You might be thinking that this day doesn’t sound as tough as I portrayed towards the beginning of the post. So far, so good right? Great weather, easy hikes, fruit picking, etc. However, now comes the hike we didn’t see coming. We decided to head to the Grand Wash / Cassidy Arch Trail. 3.5 miles round-trip is a great distance and we didn’t think too much of the moderate title. However, this trail, and our timing, was extremely difficult (admittingly more for me, than Colin). While this trail was particularly difficult, it is absolutely worth all the hills, inclines and sweat.
Hiking Up To Cassidy Arch
As I mentioned, part of the struggle with this hike was that we decided to start right around lunch time. Now, I am your typical hangry human and I hate being hungry while exercising. So, I had to mumble and grumble about this for a little while until Colin reminded, ever so casually, that we should be thankful for getting to experience this and hike something so beautiful and serene. This stopped my complaining and I decided to enjoy the hike, even though it was difficult. The end result is both beautiful and unique. Here, you can actually stand on an arch and take some great photographs, all while staring down into the abyss below you. While a little scary, there is plenty of room to stand and someone can take a photo from the other side of the hollowed out rock. We LOVED this area and stayed for a while to relax, catch our breath and enjoy the view. We should mention that this hike does not have a large panoramic overview of the entire park. While there is a beautiful site to see, see picture below, we were surprised it wasn’t a wider viewing area after all that big incline.

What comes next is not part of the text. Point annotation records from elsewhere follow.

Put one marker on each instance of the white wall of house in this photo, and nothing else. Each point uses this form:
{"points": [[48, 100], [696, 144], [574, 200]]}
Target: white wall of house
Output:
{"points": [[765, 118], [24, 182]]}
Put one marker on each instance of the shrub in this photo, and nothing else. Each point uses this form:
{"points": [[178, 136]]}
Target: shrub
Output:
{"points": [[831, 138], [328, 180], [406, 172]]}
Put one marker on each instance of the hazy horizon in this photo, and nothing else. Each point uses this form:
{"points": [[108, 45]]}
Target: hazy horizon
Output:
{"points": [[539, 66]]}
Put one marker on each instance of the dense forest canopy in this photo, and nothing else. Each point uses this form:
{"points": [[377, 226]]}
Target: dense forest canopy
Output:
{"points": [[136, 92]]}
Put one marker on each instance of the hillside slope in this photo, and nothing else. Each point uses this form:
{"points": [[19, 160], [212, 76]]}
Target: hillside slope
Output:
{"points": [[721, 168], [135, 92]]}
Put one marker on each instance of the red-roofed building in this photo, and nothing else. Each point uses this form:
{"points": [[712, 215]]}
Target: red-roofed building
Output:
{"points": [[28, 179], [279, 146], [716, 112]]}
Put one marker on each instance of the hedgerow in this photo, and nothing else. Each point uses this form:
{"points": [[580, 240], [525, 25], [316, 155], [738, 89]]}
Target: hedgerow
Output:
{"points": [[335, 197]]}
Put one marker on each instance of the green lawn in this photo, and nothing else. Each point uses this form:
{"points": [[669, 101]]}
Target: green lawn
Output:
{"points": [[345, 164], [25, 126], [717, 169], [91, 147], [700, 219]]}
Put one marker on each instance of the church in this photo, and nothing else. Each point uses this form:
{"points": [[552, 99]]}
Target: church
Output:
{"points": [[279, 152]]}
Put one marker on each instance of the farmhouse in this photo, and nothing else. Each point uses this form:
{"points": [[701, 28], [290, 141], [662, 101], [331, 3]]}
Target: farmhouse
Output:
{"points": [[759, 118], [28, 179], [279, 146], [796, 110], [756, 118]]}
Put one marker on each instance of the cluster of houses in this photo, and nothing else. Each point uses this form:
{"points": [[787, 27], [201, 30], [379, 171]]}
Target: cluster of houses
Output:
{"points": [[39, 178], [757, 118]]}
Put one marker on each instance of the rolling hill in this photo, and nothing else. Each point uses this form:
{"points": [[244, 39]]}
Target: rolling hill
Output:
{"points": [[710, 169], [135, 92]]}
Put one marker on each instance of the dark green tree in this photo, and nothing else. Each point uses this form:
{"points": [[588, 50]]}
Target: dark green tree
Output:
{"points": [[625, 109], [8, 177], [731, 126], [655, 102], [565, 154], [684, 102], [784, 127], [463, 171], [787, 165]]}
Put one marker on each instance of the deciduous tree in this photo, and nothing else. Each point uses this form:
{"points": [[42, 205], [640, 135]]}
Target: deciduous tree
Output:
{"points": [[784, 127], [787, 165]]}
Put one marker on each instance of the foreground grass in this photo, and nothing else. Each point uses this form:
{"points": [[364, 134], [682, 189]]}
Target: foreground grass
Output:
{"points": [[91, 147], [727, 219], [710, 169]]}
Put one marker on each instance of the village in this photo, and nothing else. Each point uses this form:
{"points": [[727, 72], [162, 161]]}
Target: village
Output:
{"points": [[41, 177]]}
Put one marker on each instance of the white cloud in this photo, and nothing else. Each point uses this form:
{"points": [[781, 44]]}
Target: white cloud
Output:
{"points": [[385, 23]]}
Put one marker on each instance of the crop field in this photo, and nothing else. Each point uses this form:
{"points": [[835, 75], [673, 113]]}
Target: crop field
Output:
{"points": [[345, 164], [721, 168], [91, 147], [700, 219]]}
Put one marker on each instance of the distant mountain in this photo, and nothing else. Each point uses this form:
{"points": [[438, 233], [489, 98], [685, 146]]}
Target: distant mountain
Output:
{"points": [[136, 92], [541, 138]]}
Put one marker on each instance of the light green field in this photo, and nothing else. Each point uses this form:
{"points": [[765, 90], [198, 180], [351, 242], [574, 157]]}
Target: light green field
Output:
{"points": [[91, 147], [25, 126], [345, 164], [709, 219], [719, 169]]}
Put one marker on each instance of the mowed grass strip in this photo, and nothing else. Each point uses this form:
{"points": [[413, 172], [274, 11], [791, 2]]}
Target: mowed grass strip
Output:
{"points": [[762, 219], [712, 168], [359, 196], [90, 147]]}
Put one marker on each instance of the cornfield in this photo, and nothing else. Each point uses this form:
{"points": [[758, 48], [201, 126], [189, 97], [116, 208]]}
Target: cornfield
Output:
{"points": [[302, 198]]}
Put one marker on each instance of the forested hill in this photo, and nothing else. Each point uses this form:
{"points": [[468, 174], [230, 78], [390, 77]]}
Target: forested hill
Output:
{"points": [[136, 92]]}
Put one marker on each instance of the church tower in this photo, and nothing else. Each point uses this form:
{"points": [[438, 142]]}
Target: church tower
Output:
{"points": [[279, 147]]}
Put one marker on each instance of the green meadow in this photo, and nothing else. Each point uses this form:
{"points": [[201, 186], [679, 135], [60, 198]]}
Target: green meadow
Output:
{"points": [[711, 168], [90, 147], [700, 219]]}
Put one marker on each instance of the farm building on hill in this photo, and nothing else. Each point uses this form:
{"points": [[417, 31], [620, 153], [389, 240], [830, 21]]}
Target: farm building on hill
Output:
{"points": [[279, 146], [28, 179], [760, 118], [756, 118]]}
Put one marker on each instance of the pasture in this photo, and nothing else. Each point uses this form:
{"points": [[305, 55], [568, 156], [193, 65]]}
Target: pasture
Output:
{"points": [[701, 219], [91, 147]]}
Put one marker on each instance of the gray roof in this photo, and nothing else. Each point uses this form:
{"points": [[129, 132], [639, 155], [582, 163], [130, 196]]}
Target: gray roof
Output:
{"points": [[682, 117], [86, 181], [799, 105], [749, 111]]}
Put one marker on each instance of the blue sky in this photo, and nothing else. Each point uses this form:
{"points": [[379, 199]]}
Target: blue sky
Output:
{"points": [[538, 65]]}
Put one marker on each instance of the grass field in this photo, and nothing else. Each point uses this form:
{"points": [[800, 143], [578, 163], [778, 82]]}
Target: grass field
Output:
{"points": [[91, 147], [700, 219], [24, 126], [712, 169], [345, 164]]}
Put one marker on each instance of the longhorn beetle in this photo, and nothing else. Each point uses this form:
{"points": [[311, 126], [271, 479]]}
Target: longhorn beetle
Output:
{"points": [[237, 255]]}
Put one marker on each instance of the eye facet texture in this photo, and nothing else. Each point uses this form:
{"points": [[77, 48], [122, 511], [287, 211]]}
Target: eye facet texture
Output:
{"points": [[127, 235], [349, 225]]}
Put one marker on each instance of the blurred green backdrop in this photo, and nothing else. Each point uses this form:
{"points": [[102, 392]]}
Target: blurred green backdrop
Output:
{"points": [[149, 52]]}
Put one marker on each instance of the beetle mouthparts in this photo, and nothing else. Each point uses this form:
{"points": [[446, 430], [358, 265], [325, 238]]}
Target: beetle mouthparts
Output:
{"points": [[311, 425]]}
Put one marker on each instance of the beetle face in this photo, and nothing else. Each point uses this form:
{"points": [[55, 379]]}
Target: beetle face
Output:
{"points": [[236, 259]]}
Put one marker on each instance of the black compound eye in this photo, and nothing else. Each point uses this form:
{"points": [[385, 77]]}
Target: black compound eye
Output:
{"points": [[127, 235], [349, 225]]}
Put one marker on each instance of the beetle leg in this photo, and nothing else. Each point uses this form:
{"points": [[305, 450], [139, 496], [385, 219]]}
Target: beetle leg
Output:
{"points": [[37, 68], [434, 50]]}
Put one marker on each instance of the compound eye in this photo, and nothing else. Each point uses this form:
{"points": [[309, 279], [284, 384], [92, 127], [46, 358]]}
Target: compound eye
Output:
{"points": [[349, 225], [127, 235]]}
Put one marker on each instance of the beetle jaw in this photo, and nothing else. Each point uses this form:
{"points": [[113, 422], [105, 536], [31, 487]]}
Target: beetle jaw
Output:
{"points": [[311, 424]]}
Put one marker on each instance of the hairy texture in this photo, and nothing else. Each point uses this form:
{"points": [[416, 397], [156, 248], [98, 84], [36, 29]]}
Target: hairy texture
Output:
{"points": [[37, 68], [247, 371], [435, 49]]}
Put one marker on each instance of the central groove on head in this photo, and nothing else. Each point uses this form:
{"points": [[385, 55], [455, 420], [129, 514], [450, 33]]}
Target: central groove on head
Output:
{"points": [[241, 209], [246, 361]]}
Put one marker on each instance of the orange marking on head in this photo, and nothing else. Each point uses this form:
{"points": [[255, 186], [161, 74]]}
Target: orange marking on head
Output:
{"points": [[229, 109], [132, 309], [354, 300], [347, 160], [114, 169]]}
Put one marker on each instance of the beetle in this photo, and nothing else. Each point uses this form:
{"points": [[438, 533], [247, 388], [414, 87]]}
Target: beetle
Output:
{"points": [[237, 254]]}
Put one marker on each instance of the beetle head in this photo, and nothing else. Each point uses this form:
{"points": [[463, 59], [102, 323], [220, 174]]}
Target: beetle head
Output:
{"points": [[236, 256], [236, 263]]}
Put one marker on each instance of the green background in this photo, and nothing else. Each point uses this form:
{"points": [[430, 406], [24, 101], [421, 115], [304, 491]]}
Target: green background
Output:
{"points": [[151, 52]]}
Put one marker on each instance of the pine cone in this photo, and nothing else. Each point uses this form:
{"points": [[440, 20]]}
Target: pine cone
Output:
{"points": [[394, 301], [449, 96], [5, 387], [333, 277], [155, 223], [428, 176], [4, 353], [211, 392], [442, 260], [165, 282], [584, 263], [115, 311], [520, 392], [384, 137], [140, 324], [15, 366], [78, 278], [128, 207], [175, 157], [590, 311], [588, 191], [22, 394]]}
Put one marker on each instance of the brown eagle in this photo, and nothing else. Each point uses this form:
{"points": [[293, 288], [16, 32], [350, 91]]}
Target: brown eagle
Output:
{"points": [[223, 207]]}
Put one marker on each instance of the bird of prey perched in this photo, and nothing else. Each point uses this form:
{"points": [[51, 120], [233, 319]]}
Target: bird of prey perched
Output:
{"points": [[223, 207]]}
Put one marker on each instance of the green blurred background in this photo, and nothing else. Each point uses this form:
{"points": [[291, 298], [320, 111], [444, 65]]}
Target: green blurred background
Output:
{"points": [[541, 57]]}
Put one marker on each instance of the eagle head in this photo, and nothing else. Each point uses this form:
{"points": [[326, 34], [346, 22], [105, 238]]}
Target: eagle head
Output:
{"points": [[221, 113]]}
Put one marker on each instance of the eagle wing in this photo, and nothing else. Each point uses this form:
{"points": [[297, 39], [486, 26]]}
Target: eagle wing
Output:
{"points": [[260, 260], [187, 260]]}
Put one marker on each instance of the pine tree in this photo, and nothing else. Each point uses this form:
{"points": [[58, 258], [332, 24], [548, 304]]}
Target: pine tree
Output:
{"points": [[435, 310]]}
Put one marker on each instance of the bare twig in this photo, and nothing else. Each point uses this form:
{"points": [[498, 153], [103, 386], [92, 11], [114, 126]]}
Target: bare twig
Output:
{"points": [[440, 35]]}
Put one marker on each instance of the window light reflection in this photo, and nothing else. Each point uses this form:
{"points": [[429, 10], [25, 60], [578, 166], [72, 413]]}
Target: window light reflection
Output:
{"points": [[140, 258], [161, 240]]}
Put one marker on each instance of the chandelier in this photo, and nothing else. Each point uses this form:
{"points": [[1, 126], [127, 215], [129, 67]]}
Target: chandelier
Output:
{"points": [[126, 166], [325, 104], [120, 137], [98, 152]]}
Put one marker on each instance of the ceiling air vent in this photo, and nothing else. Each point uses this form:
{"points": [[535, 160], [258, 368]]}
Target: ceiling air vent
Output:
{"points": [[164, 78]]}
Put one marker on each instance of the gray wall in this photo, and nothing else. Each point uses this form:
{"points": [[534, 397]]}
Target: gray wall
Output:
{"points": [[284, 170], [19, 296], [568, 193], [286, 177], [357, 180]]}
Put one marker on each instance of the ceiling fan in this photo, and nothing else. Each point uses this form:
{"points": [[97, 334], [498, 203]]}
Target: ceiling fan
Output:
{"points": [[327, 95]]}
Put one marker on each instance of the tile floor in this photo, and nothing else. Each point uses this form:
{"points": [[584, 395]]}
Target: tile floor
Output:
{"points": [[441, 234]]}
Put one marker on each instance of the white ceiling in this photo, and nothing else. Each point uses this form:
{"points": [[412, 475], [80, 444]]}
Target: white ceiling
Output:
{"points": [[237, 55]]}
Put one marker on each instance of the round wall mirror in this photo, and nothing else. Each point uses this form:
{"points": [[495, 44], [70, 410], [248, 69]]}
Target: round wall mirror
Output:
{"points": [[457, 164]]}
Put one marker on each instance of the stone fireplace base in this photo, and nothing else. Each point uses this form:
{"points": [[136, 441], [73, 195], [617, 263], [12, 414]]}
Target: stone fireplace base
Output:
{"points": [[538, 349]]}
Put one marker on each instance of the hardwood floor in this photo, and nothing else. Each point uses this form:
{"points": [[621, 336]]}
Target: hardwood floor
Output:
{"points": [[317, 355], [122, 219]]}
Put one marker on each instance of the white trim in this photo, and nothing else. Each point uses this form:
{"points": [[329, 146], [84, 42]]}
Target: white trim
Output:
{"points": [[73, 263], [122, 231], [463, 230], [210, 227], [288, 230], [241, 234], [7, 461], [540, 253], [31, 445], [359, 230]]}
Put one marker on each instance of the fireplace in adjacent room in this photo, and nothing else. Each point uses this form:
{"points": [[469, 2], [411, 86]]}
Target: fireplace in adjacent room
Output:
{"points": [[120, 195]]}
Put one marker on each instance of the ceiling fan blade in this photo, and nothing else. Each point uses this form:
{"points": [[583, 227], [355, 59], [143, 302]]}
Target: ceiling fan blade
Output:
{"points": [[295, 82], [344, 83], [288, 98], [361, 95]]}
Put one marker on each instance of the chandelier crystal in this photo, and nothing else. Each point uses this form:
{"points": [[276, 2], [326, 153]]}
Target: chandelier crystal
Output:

The View From Cassidy Arch
Colin On The Arch
Kayla On The Arch
After our vigorous hiking, we wanted to take another drive along the scenic drive and hike the end trail, Capitol Gorge. We decided to land our flag picture along the scenic route and enjoyed another round of the dirt road. At the end, we walked along the canyon walls for the easy hike.
FIRE UP CHIPS!
There are additional petroglyphs on this trail and carvings from many years throughout history. There were so many initials and names carved into the rocks, that there are now cameras and signs prohibiting and warning against vandalizing. This trail was easy to follow; however, you gain the experience very early on and the entire route isn’t completely necessary. We also wanted to see The Tanks on the trail. However, this is something we don’t recommend doing unless water holes are something that interests you. There is no view and the incline to get up to The Tanks isn’t worth the puddle at the end (just our opinion). It was brutal after being exhausted and starving from the Cassidy hike.
Our adventures in Capitol Reef National Park were unexpected and fruitful (see what I did there). It was amazing experiencing a more difficult hike and the hunt for the perfect apple. The history, culture, and the beauty of this park was magical, and we enjoyed every moment.